You may ask why. Well, read the article. There is a trail of e-mails by wrongdoing dealers. Even bankers, when there is clear evidence against them, get penalized.

But if you read the article carefully, another picture emerges as well. There were complaints for some time about currency rigging. The banks did not follow up. Here is a quote: "The bank said it regretted not responding more quickly to the complaints. The other banks were similarly apologetic."
It seems bank management that failed to supervise brokers did not suffer. 

What is interesting is that this was a joint investigation of US and British authorities. Finally, they are recognizing that banking became international, and national supervision may not be enough.

And about your belief that bankers suffer penalties when they misbehave, shown by your answer to question 55 on the macro exam and question 53 on the money and banking exam:

Benefit: "“He’s sat back in his chair … announcing to desk …that’s why I got the bonus pool,” said one trader to a rival after they colluded on a rate, earning, according to regulators, a profit of $513,000 on the trade."
Penalty: "nor were any traders or executives charged with wrongdoing."

The details of how it worked are here.
In case you cannot access NYT:
The fix is the rate set over 60 seconds at 4pm in London

"The F.C.A. and C.F.T.C. claim that the traders at different banks met in online chat rooms and colluded on trading strategies, particularly in the moments before a fix was determined, so that their own banks could profit.
By making a large number of bids, or orders, ahead of the fixing time, traders could potentially send the price of a currency up or down.
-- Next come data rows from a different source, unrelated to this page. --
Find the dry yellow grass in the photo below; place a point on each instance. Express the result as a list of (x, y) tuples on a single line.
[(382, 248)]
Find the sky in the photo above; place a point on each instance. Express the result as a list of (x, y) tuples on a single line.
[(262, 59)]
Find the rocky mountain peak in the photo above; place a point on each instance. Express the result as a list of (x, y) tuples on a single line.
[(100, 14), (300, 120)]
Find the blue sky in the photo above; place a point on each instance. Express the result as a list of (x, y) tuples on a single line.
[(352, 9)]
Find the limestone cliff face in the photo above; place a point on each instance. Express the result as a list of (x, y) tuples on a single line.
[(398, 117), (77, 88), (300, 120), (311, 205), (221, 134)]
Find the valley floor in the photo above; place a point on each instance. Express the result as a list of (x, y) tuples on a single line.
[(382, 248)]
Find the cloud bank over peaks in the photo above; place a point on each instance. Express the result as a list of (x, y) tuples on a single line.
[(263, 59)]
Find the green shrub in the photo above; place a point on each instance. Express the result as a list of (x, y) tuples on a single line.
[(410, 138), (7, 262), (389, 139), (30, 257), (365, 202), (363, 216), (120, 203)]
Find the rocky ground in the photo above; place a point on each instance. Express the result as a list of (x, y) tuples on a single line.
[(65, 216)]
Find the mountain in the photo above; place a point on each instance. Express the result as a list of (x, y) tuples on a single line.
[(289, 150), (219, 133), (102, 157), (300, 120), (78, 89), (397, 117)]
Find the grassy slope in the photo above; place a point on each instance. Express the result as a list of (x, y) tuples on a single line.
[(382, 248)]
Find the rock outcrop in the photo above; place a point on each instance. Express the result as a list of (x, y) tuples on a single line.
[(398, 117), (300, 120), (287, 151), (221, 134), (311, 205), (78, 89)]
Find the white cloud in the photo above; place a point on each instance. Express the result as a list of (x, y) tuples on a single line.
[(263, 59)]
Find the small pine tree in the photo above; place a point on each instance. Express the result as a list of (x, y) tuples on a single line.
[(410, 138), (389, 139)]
They then could profit from the difference in the fix price and the average price they paid for euros or other currencies throughout the trading day."
Why this should not be done:
"Regulators say that making trades to manage a bank’s risk of holding too much of one currency is permissible. But the activity uncovered in this inquiry was strictly to amass outsize profits and not in the interest of bank clients."
"In one instance, the British regulator said a trader at Citigroup made a $99,000 profit based on trades executed in a 33-second period ahead of the E.C.B. fix after colluding with traders at four other firms."